A motion for leave to reargue under CPLR 2221, "is addressed to the sound discretion of the court and may be granted only upon a showing 'that the court overlooked or misapprehended the facts or the law or for some reason mistakenly arrived at its earlier decision"' ( William P. Pahl Equipment Corp. v Kassis, 182 AD2d 22 [1st Dept] lv. denied and dismissed 80 NY2d 1005, 592 NYS2d 665, rearg. denied 81 NY2d 782, 594 NYS2d 714). Reargument is not designed to afford the unsuccessful party successive opportunities to reargue issues previously decided ( Pro Brokerage v Home Ins. Co., 99 AD2d 971, 472 NYS2d 661 [1st Dept 1994]) or to present arguments different from those originally asserted ( Foley v Roche, 68 AD2d 558, 418 NYS2d 588; William P. Pahl Equipment Corp. v Kassis, supra). On reargument the court's attention must be drawn to any controlling fact or applicable principle of law which was misconstrued or overlooked ( see Macklowe v Browning School, 80 AD2d 790, 437 NYS2d 11 [1st Dept 1981]).

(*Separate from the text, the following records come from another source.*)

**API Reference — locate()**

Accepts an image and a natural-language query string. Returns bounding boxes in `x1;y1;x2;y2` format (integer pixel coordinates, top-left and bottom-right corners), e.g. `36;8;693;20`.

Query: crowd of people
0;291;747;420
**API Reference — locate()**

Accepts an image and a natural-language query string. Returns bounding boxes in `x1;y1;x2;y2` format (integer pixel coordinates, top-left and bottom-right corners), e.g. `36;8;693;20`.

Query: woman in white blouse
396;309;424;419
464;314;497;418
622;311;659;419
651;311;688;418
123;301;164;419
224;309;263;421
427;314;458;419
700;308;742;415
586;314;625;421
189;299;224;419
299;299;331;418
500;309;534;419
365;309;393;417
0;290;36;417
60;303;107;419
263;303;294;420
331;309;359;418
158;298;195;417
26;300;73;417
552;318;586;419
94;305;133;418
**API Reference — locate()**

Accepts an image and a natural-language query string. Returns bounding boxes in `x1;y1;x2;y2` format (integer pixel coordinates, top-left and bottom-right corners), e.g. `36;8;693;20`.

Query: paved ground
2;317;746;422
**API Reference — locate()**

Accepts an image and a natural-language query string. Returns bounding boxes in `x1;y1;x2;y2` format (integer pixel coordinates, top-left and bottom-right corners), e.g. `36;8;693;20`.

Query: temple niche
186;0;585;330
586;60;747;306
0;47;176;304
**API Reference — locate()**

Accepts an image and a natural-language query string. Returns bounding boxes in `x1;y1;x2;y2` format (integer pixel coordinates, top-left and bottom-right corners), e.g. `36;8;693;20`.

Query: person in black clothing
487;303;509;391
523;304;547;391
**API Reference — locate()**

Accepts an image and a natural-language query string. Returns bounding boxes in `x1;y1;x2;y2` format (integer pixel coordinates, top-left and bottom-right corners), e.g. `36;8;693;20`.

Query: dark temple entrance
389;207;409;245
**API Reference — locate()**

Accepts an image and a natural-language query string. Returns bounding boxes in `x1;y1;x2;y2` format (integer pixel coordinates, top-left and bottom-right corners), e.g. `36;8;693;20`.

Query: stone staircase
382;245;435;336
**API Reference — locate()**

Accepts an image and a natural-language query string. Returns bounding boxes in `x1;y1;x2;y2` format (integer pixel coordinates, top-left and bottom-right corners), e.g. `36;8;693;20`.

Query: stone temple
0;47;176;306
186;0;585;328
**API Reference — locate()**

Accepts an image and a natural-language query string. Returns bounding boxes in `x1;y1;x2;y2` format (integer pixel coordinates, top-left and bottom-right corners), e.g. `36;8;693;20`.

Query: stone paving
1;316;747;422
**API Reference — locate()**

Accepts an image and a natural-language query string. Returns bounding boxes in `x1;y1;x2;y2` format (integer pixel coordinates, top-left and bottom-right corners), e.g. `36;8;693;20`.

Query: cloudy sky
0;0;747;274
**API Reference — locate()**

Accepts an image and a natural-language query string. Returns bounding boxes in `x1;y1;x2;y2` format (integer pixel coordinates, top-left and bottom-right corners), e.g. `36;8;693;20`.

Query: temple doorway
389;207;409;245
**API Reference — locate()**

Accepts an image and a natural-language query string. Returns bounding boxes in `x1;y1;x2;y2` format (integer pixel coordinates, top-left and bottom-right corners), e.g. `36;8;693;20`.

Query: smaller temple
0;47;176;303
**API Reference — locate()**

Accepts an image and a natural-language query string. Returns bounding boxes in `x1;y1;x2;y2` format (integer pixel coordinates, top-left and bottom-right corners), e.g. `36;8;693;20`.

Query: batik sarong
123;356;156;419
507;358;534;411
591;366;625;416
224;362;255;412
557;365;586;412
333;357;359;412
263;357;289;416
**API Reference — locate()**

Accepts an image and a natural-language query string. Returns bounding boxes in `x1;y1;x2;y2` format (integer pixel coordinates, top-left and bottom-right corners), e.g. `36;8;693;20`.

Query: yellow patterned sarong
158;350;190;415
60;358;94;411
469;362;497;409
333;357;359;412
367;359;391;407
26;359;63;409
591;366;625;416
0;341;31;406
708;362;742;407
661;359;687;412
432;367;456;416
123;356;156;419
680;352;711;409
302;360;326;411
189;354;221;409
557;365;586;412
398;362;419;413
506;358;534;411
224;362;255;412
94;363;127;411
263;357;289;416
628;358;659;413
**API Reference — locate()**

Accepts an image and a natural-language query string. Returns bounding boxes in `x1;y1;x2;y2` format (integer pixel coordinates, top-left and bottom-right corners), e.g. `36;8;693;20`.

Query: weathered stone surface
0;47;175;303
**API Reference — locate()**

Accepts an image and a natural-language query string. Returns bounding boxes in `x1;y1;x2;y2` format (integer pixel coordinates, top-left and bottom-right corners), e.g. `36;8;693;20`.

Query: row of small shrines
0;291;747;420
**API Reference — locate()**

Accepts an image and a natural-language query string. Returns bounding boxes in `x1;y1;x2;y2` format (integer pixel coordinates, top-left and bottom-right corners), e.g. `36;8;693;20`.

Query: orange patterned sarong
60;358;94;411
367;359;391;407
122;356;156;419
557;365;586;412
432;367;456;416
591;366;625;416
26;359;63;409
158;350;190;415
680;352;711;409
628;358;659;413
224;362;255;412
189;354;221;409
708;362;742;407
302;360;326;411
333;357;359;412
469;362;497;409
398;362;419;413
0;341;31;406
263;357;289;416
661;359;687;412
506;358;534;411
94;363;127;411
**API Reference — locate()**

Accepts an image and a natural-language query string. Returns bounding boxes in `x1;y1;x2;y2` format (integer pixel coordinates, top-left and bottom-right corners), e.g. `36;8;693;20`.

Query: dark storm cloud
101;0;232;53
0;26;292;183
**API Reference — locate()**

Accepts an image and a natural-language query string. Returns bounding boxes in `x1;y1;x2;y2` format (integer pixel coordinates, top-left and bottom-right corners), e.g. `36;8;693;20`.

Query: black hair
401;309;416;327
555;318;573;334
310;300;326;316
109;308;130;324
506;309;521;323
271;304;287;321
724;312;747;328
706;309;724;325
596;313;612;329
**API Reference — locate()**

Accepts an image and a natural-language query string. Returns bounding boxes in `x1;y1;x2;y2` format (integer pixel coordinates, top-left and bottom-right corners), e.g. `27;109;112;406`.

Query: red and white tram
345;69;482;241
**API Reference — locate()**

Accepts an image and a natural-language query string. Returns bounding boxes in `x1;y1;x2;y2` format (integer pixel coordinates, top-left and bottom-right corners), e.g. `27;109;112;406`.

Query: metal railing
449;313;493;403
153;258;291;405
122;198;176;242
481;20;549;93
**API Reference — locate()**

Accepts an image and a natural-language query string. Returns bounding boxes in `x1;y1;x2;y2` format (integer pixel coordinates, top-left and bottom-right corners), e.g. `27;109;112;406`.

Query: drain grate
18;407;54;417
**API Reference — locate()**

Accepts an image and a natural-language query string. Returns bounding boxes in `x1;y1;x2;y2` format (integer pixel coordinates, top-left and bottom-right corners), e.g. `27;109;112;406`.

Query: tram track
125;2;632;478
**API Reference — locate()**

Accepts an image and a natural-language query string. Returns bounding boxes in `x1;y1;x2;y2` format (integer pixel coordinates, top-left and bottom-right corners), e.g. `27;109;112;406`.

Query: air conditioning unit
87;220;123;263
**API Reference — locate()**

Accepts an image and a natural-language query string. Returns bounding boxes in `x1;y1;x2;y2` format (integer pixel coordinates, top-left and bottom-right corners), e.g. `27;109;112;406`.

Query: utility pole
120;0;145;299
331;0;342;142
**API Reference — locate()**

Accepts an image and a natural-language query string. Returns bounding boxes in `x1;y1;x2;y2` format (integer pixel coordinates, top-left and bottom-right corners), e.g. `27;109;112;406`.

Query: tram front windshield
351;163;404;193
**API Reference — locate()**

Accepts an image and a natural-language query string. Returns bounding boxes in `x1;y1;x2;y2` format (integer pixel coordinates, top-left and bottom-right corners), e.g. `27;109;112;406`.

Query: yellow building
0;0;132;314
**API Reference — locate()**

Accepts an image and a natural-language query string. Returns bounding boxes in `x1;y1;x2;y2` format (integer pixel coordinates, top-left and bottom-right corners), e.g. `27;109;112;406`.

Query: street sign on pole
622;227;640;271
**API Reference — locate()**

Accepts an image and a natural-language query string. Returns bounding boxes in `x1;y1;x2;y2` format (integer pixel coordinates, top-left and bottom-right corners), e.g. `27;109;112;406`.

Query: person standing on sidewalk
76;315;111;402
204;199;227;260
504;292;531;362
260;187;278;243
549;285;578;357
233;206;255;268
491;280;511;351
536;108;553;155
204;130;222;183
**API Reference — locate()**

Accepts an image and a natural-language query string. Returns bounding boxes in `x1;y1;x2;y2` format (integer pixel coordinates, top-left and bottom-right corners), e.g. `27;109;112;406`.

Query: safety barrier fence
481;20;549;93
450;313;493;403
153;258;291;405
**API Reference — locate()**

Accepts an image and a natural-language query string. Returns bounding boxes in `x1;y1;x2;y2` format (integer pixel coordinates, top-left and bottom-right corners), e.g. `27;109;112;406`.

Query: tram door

Here, plaintiff argues that the Court misapplied the caselaw pertaining to NYS Industrial Code § 23-1.8 (a), and whether the Court can decide, as a matter of law, that defendants' violation of same was not a proximate cause of plaintiff's injury. Therefore, reargument is granted. However, upon reargument, the Court adheres to its earlier determination.

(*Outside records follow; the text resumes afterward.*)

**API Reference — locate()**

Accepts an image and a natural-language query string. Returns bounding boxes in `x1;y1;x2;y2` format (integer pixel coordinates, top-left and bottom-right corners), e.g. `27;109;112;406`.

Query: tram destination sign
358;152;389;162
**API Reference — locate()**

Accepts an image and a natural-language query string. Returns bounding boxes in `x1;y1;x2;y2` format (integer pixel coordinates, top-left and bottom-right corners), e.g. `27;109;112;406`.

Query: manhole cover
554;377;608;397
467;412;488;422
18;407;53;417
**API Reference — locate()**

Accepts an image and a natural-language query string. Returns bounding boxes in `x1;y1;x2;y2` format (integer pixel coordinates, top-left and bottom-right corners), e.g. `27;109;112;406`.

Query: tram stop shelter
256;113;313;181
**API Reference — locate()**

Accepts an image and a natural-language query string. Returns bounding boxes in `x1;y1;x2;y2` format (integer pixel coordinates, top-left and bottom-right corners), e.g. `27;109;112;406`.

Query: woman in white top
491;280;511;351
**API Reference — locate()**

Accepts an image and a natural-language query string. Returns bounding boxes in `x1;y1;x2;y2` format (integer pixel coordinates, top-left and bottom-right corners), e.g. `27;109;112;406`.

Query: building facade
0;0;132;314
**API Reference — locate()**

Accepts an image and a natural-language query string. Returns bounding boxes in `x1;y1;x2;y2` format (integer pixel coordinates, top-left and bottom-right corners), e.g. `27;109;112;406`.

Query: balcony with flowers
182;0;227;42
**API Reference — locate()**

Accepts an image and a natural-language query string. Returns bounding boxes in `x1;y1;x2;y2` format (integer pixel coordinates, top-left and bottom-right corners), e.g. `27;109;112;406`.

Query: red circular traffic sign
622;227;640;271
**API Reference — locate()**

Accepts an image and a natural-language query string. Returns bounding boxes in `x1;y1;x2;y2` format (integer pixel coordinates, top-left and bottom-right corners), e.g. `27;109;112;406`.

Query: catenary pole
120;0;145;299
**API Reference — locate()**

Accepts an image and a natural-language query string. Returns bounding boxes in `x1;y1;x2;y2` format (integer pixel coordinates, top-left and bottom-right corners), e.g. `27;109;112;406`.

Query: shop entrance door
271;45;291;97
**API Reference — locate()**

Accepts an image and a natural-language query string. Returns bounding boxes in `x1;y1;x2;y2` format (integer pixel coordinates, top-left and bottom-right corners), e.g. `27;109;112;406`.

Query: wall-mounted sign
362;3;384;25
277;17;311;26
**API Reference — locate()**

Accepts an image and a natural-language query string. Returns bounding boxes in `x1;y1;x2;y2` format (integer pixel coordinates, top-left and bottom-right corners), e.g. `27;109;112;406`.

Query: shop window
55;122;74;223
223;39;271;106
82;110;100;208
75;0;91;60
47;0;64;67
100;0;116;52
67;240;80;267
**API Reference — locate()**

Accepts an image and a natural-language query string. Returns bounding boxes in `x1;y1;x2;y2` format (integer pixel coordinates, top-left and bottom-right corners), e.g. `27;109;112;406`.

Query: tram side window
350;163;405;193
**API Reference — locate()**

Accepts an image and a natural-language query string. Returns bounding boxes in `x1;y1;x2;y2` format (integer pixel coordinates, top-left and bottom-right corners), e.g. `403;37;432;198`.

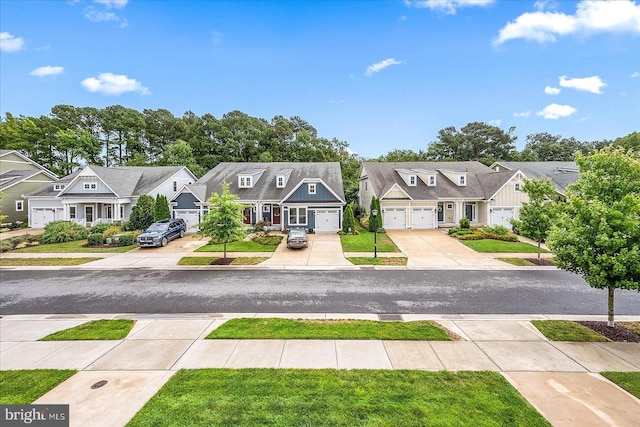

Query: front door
271;206;280;225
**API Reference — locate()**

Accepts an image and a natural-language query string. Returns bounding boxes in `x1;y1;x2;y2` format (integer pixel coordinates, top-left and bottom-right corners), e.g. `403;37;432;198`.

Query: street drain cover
378;314;403;322
91;380;107;390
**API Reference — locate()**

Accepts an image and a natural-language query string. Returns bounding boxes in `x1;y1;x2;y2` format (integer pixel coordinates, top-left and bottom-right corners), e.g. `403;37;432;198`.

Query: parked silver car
287;228;309;249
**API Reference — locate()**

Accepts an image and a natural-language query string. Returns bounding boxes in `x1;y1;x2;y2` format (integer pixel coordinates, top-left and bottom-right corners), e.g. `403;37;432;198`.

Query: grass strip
195;240;278;252
460;239;549;254
0;369;76;405
127;369;550;427
600;372;640;399
0;258;102;267
10;240;136;254
531;320;608;341
207;318;452;341
347;257;407;265
496;258;535;267
40;319;136;341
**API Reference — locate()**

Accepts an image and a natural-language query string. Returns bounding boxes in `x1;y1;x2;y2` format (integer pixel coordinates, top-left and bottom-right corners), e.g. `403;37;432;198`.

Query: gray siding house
170;162;346;232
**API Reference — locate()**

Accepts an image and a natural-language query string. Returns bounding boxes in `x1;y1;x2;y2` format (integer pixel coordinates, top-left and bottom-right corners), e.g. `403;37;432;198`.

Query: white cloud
560;76;607;93
404;0;495;15
536;104;578;120
364;58;403;76
29;65;64;77
0;32;24;52
81;73;151;95
494;0;640;45
93;0;129;9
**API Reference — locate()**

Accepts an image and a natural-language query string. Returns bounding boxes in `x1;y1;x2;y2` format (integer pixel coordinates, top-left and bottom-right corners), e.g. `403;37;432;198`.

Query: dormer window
238;176;253;188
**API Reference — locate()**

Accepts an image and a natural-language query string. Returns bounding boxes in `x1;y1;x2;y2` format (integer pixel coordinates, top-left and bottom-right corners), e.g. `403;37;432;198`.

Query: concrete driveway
263;233;351;266
387;230;504;267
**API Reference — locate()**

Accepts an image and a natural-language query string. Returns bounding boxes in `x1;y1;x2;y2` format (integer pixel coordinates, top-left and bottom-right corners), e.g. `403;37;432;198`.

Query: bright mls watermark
0;405;69;427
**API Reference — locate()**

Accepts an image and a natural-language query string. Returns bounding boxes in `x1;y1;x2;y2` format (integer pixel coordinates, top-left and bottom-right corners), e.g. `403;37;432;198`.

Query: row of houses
0;150;578;232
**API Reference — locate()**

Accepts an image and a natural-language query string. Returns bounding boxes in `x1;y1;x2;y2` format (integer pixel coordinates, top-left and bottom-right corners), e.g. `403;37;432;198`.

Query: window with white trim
289;208;307;225
238;176;253;188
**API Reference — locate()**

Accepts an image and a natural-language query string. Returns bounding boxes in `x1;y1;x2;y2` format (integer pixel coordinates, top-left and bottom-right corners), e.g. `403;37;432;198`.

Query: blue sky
0;0;640;157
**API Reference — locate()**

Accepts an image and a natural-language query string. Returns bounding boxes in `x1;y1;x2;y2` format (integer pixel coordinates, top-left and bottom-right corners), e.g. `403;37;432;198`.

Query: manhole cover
378;314;402;322
91;380;107;390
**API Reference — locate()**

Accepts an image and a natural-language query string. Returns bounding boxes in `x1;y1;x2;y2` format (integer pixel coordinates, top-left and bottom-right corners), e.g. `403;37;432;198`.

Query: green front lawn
347;257;407;265
11;240;136;254
460;239;549;253
207;318;452;341
600;372;640;399
340;222;400;252
40;319;136;341
196;240;278;252
0;258;102;267
127;369;550;427
0;369;76;405
531;320;608;341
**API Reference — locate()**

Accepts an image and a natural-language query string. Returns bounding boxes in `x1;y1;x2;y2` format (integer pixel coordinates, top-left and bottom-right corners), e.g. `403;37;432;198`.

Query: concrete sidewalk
0;313;640;426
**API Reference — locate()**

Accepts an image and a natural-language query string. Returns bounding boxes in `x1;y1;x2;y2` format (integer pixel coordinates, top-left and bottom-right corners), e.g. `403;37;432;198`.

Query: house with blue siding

NYS Industrial Code § 23-1.8 (a) states:

Eye Protection. Approved eye protection equipment suitable for the hazard involved shall be provided for and shall be used by all persons while employed in welding, burning or cutting operations or in chipping, cutting or grinding any material from which particles may fly, or while engaged in any other operation which may endanger the eyes.

Here, Kincaid's lack of eye protection was not a proximate cause of plaintiff's accident. In other words, the alleged violation of NYS Industrial Code § 23-1.8 (a) in failing to provide Kincaid eye protection was not a proximate cause of plaintiff's injury to his thumb.

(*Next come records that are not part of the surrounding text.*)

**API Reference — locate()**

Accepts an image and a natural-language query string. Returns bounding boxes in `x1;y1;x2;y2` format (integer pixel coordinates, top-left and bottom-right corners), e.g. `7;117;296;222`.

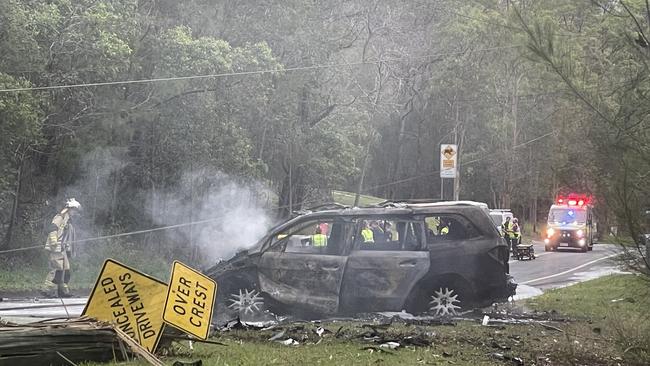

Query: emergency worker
438;220;449;235
501;217;514;251
512;217;521;246
45;198;81;297
384;221;397;241
361;221;375;243
370;221;386;243
311;226;327;247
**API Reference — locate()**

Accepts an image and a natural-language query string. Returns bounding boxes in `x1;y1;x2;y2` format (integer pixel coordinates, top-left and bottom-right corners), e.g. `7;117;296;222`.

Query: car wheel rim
429;287;460;316
228;289;264;314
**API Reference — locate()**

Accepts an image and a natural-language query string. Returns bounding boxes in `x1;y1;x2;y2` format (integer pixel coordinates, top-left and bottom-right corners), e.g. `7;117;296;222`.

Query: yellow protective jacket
45;208;75;252
361;228;375;243
311;234;327;247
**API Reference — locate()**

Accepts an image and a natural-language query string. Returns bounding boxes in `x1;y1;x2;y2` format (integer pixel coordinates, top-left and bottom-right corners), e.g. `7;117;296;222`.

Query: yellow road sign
163;261;217;339
82;259;167;352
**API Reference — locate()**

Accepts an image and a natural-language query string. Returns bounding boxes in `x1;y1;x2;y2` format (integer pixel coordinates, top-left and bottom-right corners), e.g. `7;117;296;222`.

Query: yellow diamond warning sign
83;259;167;352
163;261;217;339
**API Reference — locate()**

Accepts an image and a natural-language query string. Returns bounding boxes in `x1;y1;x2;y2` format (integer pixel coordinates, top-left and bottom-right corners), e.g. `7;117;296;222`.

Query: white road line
520;253;619;285
508;252;553;264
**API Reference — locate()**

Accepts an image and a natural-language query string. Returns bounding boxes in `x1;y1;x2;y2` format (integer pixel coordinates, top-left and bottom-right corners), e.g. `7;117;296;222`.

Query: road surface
0;243;621;323
510;243;622;298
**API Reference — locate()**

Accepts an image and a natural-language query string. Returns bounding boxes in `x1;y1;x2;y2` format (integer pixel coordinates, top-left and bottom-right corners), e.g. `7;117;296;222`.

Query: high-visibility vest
503;221;516;239
311;234;327;247
512;224;521;238
45;209;75;252
361;228;375;243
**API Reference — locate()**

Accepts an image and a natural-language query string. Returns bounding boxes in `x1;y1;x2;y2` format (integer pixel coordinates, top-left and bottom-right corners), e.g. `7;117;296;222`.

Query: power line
0;45;523;93
0;200;307;254
363;131;555;193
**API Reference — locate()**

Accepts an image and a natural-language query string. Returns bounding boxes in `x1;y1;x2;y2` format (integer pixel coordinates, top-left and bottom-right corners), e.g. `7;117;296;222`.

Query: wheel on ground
429;287;461;316
226;288;264;316
406;279;474;317
213;278;269;324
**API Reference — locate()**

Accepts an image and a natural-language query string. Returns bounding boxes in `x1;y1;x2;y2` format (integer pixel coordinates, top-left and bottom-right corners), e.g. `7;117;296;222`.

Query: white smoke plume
153;170;272;265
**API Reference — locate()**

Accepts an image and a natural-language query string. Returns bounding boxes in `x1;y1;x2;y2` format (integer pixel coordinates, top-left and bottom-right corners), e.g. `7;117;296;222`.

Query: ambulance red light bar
555;193;591;207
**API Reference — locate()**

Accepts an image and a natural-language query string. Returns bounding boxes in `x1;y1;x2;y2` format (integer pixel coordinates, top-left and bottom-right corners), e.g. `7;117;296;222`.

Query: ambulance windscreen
548;208;587;224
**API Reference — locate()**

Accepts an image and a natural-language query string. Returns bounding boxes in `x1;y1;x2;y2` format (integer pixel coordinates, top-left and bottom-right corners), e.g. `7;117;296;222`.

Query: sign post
162;261;217;339
440;144;458;199
82;259;167;352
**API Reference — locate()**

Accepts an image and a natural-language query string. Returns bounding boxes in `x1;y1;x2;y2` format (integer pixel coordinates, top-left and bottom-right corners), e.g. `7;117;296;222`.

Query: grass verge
81;275;650;365
332;191;386;206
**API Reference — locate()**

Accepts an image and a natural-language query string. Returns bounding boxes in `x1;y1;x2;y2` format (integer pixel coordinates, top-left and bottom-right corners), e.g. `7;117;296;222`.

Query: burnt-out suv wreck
207;202;516;323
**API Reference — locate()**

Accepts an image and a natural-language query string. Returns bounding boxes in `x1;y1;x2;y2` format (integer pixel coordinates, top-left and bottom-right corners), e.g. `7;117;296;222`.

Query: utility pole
454;103;462;201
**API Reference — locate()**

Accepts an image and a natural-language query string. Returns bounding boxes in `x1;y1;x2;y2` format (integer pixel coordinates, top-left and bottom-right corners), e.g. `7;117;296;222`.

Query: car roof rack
375;198;447;207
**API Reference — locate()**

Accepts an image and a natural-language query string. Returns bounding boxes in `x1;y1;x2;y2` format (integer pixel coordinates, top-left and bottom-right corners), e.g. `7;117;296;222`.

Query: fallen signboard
163;261;217;339
82;259;167;352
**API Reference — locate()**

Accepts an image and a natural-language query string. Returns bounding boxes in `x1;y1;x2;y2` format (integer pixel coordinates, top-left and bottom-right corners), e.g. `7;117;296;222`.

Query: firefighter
370;221;386;243
45;198;81;297
361;221;375;243
501;217;514;252
311;226;327;247
512;217;521;246
438;219;449;235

Plaintiff's claim that NYS Industrial Code § 23-1.8 (a) applies to his accident is unsupported by the facts and caselaw ( see Torres v City of New York, 21 Misc 3d 1109, 873 NYS2d 238 [Sup Ct 2008] ("Whether an activity is protected by 12 N.Y.C.R.R. 23-1.8(a) of the Industrial Code . . . has been held to present an issue which turns on whether the particular activity involves a foreseeable risk of an eye injury"; plaintiff's work demonstrates "potential danger to [his] eyes which is precisely what 12 N.Y.C.R.R. 23-1.8(a) was intended to prevent); Cruz v Seven Park Ave. Corp., 5 Misc 3d 1018, 799 NYS2d 159 [Sup Ct Kings County 2004] ("inasmuch as plaintiff was not wearing eye protection at the time of the accident, plaintiff's work posed a foreseeable danger to his eyes, and plaintiff did in fact sustain injuries to his eye, this regulation is applicable in this case")).

Plaintiff's reliance on Brady v City of New York ( 52 AD3d 331, 859 NYS2d 193 [1st Dept 2008]) is misplaced. In Brady, the plaintiff, who was wearing goggles, was engaged in burning steel when a piece of hot metal slag flew out and injured his ear. The plaintiff filed a Labor Law 241 (6) cause of action based on Industrial Code § 23-1.25 (d) which requires that all persons engaged in flame cutting must "be provided with approved eye protection suitable for the work involved and appropriate protective apparel." The plaintiff argued that in addition to the goggles, he should have been provided with a face shield which would have prevented his ear injury. The First Department upheld the 241 (6) cause of action. The First Department continued: "Virtually all the testimony and affidavits show that a face shield does protect a worker's ears and is sometimes provided to workers engaged in welding and burning steel; in addition, on this record, it certainly cannot be said as a matter of law that a face shield is not a form of approved eye protection considered suitable for the type of work plaintiff was performing." (Emphasis added). Brady, however, does not address whether the failure to provide a worker the required safety device was a proximate cause of plaintiff's injury, but rather, whether a certain protective device was required to be provided to the plaintiff in light of the work being performed such that a failure to provide such a device applies to plaintiff's 241 (6) claim. Furthermore, the First Department's holding that a regulation protecting a worker's eyes from injury applies where the worker suffers an injury to a different part of the worker's body under the circumstances presented in Brady does not extend to the plaintiff's case herein. There is no indication that plaintiff's injury to his thumb would have been prevented even if Kincaid was provided eye protection or other protective devices to prevent injury to Kincaid's eye.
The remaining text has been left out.